Weterynaria, Uniwersytet Przyrodniczy w Lublinie - opinia studenta II roku studiów stacjonarnych
Jak wygląda nauka na pierwszym roku?
Nauki jest sporo zwłaszcza na przedmiotach mało istotnych. Nauczyciele odpowiedzialni za przedmioty sądzą że można leczyć już przedmiotami podstawowymi. Nie ma szans na przepisanie oceny z innej uczelni mimo że poziom jest niższy cytując "jak pani chce przepisać ocenę przecież to jest chemia weterynaryjna" Wprowadzają głupkowate sprawozdania których w ogóle potem nie czytają. Chcą aby uczyć się tylko ich przedmiotów bo dany przedmiot jest całą weterynarią.

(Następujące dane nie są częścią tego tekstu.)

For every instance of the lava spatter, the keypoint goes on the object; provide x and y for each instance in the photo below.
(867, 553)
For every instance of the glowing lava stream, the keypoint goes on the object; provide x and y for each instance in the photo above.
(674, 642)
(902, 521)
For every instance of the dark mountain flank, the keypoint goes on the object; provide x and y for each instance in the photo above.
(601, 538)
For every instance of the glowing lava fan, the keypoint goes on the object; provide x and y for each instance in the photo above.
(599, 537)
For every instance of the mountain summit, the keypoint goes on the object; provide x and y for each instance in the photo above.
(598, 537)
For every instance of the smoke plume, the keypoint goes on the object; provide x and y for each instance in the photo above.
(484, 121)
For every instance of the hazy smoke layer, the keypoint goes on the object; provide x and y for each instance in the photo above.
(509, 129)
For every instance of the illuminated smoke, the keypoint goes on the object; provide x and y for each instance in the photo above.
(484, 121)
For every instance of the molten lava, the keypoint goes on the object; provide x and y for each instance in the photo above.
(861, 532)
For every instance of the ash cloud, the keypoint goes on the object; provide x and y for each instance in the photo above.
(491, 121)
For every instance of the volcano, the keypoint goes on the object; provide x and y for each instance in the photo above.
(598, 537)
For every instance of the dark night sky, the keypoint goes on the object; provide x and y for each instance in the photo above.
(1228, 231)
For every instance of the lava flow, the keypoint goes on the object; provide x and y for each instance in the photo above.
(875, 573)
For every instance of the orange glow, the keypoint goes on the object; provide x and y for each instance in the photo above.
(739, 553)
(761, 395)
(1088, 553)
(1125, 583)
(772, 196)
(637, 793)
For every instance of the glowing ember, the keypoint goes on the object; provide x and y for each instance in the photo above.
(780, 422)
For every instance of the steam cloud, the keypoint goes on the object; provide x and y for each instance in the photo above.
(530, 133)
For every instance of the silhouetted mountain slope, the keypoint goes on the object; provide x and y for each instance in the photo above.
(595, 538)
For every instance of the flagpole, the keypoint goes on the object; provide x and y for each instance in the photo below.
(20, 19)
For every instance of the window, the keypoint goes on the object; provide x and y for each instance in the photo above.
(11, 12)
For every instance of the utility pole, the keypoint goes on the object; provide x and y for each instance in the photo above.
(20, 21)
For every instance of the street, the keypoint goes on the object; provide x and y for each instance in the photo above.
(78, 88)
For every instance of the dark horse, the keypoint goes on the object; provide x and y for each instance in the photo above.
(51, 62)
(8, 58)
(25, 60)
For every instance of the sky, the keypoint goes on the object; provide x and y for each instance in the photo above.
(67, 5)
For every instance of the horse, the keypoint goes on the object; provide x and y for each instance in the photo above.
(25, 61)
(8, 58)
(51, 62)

Jak oceniasz możliwości rozwoju jakie daje uczelnia i/lub wybrany przez Ciebie kierunek?
Możliwości rozwoju. To chyba jakaś kpina. Grupy po jakieś 35 osób więc czas nauczyciela na jednego studenta to jakieś 0 minut. Wymagają wiele i nie poświęcają zbyt wiele czasu.
Można to wszystko porównać do kotła weterynaryjnego jak tam wpadniesz to pobulgoczesz i wyparujesz z dyplomem i brakiem doświadczenia bo praktyki równie dobrze mogły bu być na basenie. Nie wiem jak przechodzą te wszystkie akredytacje. Ilość brak jakości.
Jaka atmosfera panuje na uczelni?
Nie którzy nauczyciele wywyższają się i sądzą że nie ma innego życia jak nauka i praca co dają odczuć. Część nauczycieli jest ok a część przesadza na każdym kroku w sumie jak w każdej uczelni. Ale najgorsze jest to że sporo sądzi że ich przedmiot jest całą weterynarią i wymyślają przypadki weterynaryjne usilnie próbując to udowodnić
Jak jest z mieszkaniem?
Miasto całkiem spoko sporo mieszkań do podnajęcia poza październikiem bo wtedy wszyscy zjeżdżają do Lublina
Życie w mieście
Jest gdzie się pobawić jeden minus na tygodniu słabo z klubami.
Własne uwagi, spostrzeżenia, wskazówki
Jeśli chcesz studiować weterynarię w Lublinie to lepiej zrezygnuj. Dyplom może coś warty bo nie którzy coś tam Ciebie nauczą ale generalnie wielkie rozczarowanie. Wydział powinien przejść głęboką reformę i skupić się bardziej na jakości kształcenia bo ta bardzo kuleje.